Apple Urged to Make Its First Conflict-Free iPhone

Every year Apple releases a report about its impact on the environment and how its workers are treated.

The Cupertino-based company may want to look into its business dealings in the Congo.

A Congolese activist and attorney is pushing Tim Cook and company to ensure that its products are conflict free.

Delly Mawazo's op-ed in the Guardian is provocatively titled "Apple: time to make a conflict-free iPhone" and it highlights the role that slave labor and civil strife play in building some of tech's hottest gadgets.

From the iPhone to computers to server boxes, Mawazo says minerals -- such as tungsten, tantalum, tin, and gold -- are often found in Congo and are used to power gadgets, including the iPhone.

He writes:

While minerals from the Congo have enriched your life, they have often brought violence, rape and instability to my home country.

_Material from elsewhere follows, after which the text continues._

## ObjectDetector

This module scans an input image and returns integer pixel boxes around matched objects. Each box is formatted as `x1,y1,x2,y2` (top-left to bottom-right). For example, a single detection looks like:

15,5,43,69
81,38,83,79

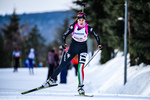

That's because those armed groups fighting for control of these mineral resources use murder, extortion and mass rape as a deliberate strategy to intimidate and control local populations, which helps them secure control of mines, trading routes and other strategic areas.

But Mawazo doesn't rip Apple for its role in the conflict. In fact he says the company "has been an industry leader in both supply chain management and making corporate social responsibility a priority."

Over the past two years, Apple has tried hard to source materials responsibly and to control the supply chain.

But Mawazo wants Apple to do more in order to encourage other tech companies to follow suit.